Saturday, February 04, 2006
Uamby joins Edge Management
I'm a great believer in serendipity and synchonicity, both of which mean things happen for a reason, so keep your eyes and ears open. I sat next to this man Ian Crafter in a flight from Melbourne to Sydney one day. I didn't say anything to him until we were 15 minutes from landing, but it turns out he's got a property not far from where we are here at Uamby and it turns out he's part of a farmers' "self help and mutual mentoring group" management group. Now the odds of sitting next to someone from our neck of the woods are slim. The odds he'd be part of management group when we are badly in need of business disciplines and looking for a solution that didn't involve 'consultants who really don't know much about farming' were slimmer.

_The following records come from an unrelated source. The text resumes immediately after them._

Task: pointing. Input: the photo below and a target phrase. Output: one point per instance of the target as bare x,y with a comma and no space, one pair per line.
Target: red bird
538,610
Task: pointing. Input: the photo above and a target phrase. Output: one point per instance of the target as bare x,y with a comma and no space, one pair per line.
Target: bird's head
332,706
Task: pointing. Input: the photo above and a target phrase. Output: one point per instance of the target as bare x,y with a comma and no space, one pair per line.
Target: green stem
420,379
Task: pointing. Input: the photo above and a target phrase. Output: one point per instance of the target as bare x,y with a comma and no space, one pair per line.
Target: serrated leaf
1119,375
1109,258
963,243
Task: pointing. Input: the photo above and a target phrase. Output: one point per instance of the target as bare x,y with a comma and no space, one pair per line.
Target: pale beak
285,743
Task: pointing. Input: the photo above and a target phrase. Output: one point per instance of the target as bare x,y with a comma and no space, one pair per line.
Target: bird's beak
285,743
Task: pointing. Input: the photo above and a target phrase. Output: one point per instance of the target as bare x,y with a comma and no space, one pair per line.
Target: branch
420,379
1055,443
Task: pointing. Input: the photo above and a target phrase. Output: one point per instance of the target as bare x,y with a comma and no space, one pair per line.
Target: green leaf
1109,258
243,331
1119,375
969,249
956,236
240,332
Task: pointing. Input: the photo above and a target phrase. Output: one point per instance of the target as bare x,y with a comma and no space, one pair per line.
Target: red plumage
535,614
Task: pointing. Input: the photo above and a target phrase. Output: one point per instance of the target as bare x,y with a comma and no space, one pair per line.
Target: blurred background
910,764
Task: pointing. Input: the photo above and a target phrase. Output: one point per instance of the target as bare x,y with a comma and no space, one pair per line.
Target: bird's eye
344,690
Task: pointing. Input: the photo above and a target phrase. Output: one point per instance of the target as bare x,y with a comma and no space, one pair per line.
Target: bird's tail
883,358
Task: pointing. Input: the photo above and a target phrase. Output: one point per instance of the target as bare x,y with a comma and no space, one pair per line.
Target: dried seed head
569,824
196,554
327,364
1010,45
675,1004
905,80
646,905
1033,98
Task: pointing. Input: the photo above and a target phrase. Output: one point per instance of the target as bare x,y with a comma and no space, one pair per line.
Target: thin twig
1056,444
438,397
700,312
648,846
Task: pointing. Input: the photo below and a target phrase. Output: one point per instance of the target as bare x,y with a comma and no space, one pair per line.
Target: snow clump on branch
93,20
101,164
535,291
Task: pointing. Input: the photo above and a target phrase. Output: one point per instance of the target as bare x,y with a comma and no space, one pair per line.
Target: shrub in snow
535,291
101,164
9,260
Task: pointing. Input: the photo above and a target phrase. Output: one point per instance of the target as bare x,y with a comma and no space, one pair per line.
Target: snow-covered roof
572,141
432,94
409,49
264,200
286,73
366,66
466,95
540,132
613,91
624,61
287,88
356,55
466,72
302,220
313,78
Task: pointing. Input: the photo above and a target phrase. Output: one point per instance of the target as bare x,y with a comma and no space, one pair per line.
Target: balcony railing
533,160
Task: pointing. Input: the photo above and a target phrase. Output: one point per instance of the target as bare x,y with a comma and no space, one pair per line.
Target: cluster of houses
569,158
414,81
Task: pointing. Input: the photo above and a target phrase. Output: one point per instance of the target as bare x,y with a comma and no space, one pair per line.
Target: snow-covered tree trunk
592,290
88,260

Well, we joined this fellow's management group and attended our first meeting yesterday in Dubbo (the largest regional centre in the central west of the state). It's called Edge Management and it was started by a group of innovative farmers in 1992. It has around 30 farm families as members, divided into 5 or 6 "boards". Each board acts as a peer advisory panel for each member. They hold 4 meetings a year, at which each member presents their business plans and reports on progress, seeks advice or ideas from their peers, and swaps stories. Board members often become close friends. You're never working with people from your own district and there is strict confidentiality. The sessions are facilitated by experienced facilitators, in our case David Duffy and Jenny Webber.

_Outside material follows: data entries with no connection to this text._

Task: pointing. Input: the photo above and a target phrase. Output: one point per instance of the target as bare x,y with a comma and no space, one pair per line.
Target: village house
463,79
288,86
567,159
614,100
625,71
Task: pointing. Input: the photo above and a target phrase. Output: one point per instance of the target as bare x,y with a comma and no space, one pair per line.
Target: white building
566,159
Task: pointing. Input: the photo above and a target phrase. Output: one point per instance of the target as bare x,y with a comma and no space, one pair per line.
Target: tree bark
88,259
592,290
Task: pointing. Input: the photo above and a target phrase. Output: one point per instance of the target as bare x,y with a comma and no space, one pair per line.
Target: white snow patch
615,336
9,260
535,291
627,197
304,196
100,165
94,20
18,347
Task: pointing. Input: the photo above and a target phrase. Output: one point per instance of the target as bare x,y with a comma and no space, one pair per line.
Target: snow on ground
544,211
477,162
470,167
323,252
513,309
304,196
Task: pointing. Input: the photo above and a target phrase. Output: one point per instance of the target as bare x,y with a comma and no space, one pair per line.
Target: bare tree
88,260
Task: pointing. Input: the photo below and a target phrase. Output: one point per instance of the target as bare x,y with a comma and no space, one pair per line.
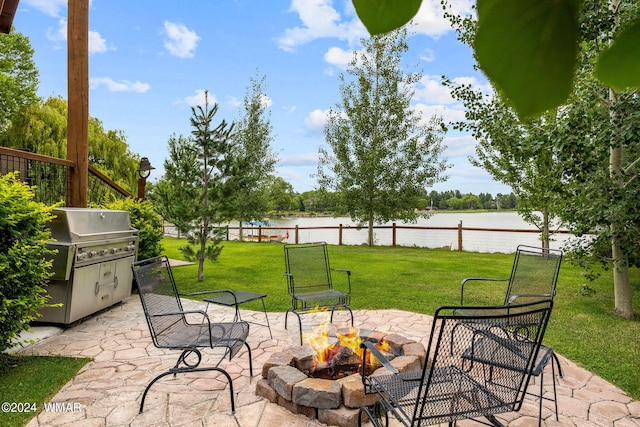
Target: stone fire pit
334,402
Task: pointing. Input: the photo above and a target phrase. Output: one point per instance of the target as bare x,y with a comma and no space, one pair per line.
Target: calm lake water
473,241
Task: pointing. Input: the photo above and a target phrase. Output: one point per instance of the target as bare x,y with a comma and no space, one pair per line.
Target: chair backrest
534,275
455,386
159,296
307,267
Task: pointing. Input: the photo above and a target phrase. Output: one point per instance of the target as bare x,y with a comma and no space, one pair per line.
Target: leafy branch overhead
527,48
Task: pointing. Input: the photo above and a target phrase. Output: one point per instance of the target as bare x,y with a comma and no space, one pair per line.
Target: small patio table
240,298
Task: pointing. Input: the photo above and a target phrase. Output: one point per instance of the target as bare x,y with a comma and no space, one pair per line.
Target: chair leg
540,399
350,313
286,316
174,371
555,357
553,373
250,361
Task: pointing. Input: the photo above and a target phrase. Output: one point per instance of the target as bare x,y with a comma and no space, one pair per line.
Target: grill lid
73,225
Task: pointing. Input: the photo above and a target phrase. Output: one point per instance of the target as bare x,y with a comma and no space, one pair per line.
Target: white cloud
447,113
96,43
49,7
460,146
431,91
428,55
199,98
338,57
180,41
319,20
122,86
307,159
315,121
265,101
430,18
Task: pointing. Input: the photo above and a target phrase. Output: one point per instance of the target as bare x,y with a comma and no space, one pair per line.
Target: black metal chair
173,327
534,276
310,282
452,386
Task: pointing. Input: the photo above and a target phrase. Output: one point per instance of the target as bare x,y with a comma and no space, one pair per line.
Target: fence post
393,235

The Edge system is all about systems - there are systems for everything managerial, such as planning new enterprises, prioritising workloads, succession planning (bringing the kids into the business and then retiring) and the like.
Again, like the Catchment Management Authority farm systems training program we were selected for, the calibre of the people on our tentative "board" is stunning. These are "smarter-than-your-average-bear" farmers, Boo Boo. All of them have far larger properites than we do (which means nothing because you can't compare properties further out on the plains with those closer in on the tablelands like ours). But they are all successful and plugged in and professional. I hope some of that rubs off on us... we're freshmen in this farming game, nowhere near to turning a profit. (That's because we bought a run down property and are restoring it to optimum production - note: not maximum production. We are conservation farmers. We grow healthy soil, we don't mine it.)
The members of the group were selected via Myers-Briggs testing to get a good range of leaders, thinkers, carers and doers. (more of the personality tests in a later blog.)